Le geste d'aller provoquer dans sa loge, alors qu'il se prépare, l'artiste à fleur de peau Joey Starr (pas Sinclair, pas Elodie Frégé, bien sûr), sous prétexte d'humour ; celui d'Alain Finkielkraut, inventeur des concepts effrayants d'état ethnique et de nation charnelle, d'aller s'asseoir à l'AG de la nuit debout, sous prétexte de curiosité ; celui des services de police et de gendarmerie de se poster en masse, déguisés en robocops, devant des manifestants pacifiques et autour d'eux (et je ne parle pas des policiers en civils provocateurs, stratégie si éculée que je me demande pourquoi elle ne finit pas par faire rire) sous prétexte de maintien de l'ordre ou de protection ont en commun une même intention.
Il s'agit d'aller perturber, en se donnant des airs de bienveillance, un protocole en train de se mettre en place, être une sorte de grain de sable dans la machine avec l'intention évidente de la faire craquer. Cela porte un nom : c'est du sabotage. Chacun a beau jeu alors de condamner la gifle de l'artiste, les quelques garçons insultant le philosophe misanthrope et les quelques nihilistes allumés qui brisent trois vitrines. Condamnation évidemment hyperbolique : hyperbole du geste, la gifle, les quelques mots, les bouts de verre deviennent toute la bestialité du monde ; hyperbole du nombre, un geste de l'artiste, quelques énervés à Nuit debout, quelques agités dans une manif deviennent l'ensemble de l'œuvre du dispositif ; hyperbole symbolique aussi, quand, à l'instar de La Plaisanterie de Kundera, un geste d'agacement semble soudain engager des vies entières.
Alors non, je ne crois pas que l'épisode de la gifle de Joey Starr soit une anecdote insignifiante, il est le signe d'une pratique de domination par l'humiliation qui est le fond de commerce de trop de gens disposant du pouvoir symbolique et/ou réel (Hanouna, Finkielkraut, Caseneuve et tant d'autres). Je ne connaissais pas Joey Starr, mais je regarde régulièrement la Nouvelle Star, parce que j'aime bien la musique, et notamment la musique pop.
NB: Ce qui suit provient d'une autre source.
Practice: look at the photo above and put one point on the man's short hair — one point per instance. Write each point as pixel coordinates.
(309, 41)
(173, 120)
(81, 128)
Je découvre ce personnage qui me fascine, parce que chacun de ses gestes, de ses propos, de ses expressions et même chacune de ses fautes signalent tellement plus d'épaisseur que ceux de cet animateur débilissime. L'exposition de sa complicité avec le pianiste André Manoukian me séduit aussi. Tous deux, hors de toute position arrêtée, recalculent constamment leurs coordonnées dans le conflit entre leur expression sensible marginale — donc moquée — et leur inscription dans l'institution (comme une émission de télévision à forte audience). J'y lis une tendresse qui m'émeut, et moi qui m'identifie plus volontiers à Manoukian, jusque dans ses ridicules, je rêve encore de rencontrer mon Joey Starr. Bref je suis, à titre personnel et en pure politique, complètement solidaire de Joey Starr, des participants à l'AG de la Nuit Debout, des citoyens manifestants.

Et je l'affiche.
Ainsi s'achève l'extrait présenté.